DAS QUATSCHEN AN KONZERTEN NERVT NICHT NUR MICH – LICHTBLICKE AM RANDE DER ÖDE UND EINE VORSCHAU AUF DEN SOMMER, DER SICHER KOMMEN WIRD.

MC ANLIKER ZUM APRIL 2016

„Never give up! Keep on Rockin!“ Das hat jemand vor ein paar Jahren hinten auf einen Brief an mich geschrieben und vor ein paar Minuten hat mein suchendes Auge diese Zeilen erspäht. Alles klar und eine wahrlich gute Botschaft, wenn man mit Osterpackungs-Jetlag im Clubbüro sitzt und ein Wettrennen mit der verstreichenden Zeit beginnen sollte. The Show must go on! Scheisse! Unser Programm zu Ostern 2016 war ambitioniert, aber lieblich und schön, wie man es sich erhofft. Alle auftretenden Künstler (100% Männer!) waren sehr nett, angenehm und dankbar, die Küche lief auf Hochtouren und der Backstage-Kühlschrank hatte auch ziemlich was auszugeben. Nach fast drei Monaten geschäftlicher Superflaute tut uns ein solcher Anlass in jeder Hinsicht gut. Das Personal hat mal wieder ein wenig Druck, die Geldkassette an der Kasse wurde endlich wieder einmal gefüllt und sogar die Kuhlschränke mussten an zwei Tagen während des Abends nachgefüllt werden –etwas, was in den letzten Monaten nicht  mehr vorkam. Die Disco-Crew musste sogar Erbrochenes wegputzen… auch dies ein Zeichen eines besseren Geschäftsganges, denn alles hat ja immer zwei Seiten. Wenn man kleine Frequenzen an Konzerten hat, hat das den grossen Vorteil, dass die Konzerte nicht durch das Gequatsche der Besucher/innen zum Hintergrund-Musik-Tool  verkommen und die gebotene Kunst bei den Menschen besser ankommen kann.
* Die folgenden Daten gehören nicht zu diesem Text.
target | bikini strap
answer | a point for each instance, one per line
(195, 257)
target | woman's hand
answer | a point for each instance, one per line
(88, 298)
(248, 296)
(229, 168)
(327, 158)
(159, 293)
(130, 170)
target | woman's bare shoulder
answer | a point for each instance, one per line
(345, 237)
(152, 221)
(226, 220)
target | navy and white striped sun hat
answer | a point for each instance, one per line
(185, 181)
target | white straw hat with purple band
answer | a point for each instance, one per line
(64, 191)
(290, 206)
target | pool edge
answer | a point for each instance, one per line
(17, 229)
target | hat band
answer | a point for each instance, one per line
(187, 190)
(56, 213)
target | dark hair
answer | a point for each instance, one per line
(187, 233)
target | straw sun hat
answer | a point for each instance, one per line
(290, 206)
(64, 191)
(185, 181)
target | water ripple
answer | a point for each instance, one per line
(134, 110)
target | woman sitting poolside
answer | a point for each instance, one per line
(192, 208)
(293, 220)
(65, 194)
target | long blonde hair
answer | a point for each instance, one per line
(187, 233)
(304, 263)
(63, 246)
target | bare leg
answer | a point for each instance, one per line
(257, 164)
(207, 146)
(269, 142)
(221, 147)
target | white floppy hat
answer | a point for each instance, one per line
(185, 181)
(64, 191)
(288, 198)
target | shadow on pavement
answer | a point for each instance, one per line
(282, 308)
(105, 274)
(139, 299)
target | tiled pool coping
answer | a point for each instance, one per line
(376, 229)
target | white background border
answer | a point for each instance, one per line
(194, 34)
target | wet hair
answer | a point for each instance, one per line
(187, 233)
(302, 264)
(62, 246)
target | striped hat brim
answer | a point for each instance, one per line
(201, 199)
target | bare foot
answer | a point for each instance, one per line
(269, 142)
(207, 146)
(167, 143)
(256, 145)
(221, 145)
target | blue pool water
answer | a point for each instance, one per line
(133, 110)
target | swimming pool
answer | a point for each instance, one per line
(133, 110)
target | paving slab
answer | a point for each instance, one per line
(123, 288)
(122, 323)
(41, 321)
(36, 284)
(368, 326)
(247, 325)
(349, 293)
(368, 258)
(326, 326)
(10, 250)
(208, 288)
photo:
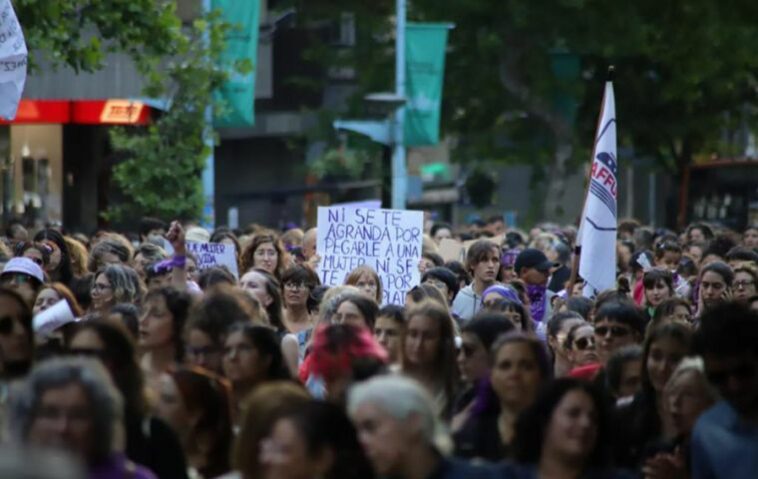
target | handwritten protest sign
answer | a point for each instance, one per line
(13, 56)
(214, 254)
(53, 318)
(389, 241)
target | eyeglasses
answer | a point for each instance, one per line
(616, 331)
(240, 348)
(584, 343)
(54, 413)
(203, 351)
(468, 350)
(295, 286)
(87, 353)
(100, 287)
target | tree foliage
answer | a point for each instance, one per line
(79, 33)
(162, 173)
(524, 78)
(684, 69)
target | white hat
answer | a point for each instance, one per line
(26, 266)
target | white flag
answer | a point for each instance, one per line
(597, 231)
(13, 56)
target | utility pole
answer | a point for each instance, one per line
(399, 168)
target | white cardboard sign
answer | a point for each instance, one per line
(389, 241)
(214, 254)
(13, 57)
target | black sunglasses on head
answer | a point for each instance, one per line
(616, 331)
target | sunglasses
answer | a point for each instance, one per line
(15, 278)
(6, 325)
(584, 343)
(616, 331)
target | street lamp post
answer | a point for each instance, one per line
(390, 131)
(399, 169)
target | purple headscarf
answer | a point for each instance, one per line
(502, 290)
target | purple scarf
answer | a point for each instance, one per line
(536, 295)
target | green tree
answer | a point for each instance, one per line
(79, 33)
(683, 67)
(162, 173)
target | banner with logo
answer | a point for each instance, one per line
(597, 231)
(238, 93)
(425, 45)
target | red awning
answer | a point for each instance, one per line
(82, 112)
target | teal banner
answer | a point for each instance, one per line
(238, 94)
(425, 45)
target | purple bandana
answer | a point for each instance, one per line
(536, 295)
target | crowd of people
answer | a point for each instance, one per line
(496, 366)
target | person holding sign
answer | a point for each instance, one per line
(428, 346)
(264, 252)
(367, 280)
(483, 261)
(298, 282)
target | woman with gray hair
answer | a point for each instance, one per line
(687, 395)
(114, 284)
(399, 429)
(71, 404)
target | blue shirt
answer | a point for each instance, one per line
(723, 446)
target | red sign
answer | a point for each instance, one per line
(82, 112)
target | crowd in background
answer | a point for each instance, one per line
(496, 366)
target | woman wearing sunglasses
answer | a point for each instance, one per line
(616, 325)
(640, 424)
(580, 345)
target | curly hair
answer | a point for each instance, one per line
(247, 258)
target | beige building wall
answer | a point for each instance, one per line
(38, 142)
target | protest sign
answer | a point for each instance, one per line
(13, 56)
(53, 318)
(389, 241)
(214, 254)
(370, 204)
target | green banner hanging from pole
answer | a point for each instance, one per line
(425, 45)
(238, 93)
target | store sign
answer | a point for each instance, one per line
(121, 111)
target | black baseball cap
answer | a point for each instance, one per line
(533, 258)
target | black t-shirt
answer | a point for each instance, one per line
(153, 444)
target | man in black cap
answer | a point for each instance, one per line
(533, 268)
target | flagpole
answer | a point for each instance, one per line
(578, 247)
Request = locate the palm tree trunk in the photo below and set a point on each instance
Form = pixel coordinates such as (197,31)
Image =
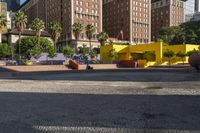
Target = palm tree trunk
(76,47)
(0,37)
(20,47)
(55,41)
(90,45)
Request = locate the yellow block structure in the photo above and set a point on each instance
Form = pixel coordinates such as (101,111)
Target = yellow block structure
(124,52)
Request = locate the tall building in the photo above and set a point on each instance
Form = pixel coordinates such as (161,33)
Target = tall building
(13,5)
(3,8)
(189,9)
(67,12)
(128,20)
(166,13)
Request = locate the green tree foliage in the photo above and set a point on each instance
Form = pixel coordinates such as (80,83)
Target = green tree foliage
(68,51)
(5,51)
(102,38)
(181,55)
(56,31)
(90,29)
(30,48)
(169,54)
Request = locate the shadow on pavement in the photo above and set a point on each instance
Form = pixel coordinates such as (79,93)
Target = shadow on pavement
(21,112)
(117,76)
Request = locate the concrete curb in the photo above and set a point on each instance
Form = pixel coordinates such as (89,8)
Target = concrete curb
(24,74)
Die gut besuchte Show von <Heisskalt> am Samstag und die volle Show von <Greis> am Sonntag wurde von der Hälfte des Publikums in Grund und Boden geschnorrt. Da hat man also zwar besser gefüllte Kassen, der Preis dafür ist aber sehr hoch. Es gibt bei Konzerten/Events keine Preis-Schmerz-Grenze mehr, in ‚Zureich’ zahlen die Menschen Fr. 80.– Eintritt und quatschen sich durch den Abend, als gäbe es keine Show auf der Bühne. iPhone-Kultur! Fuck!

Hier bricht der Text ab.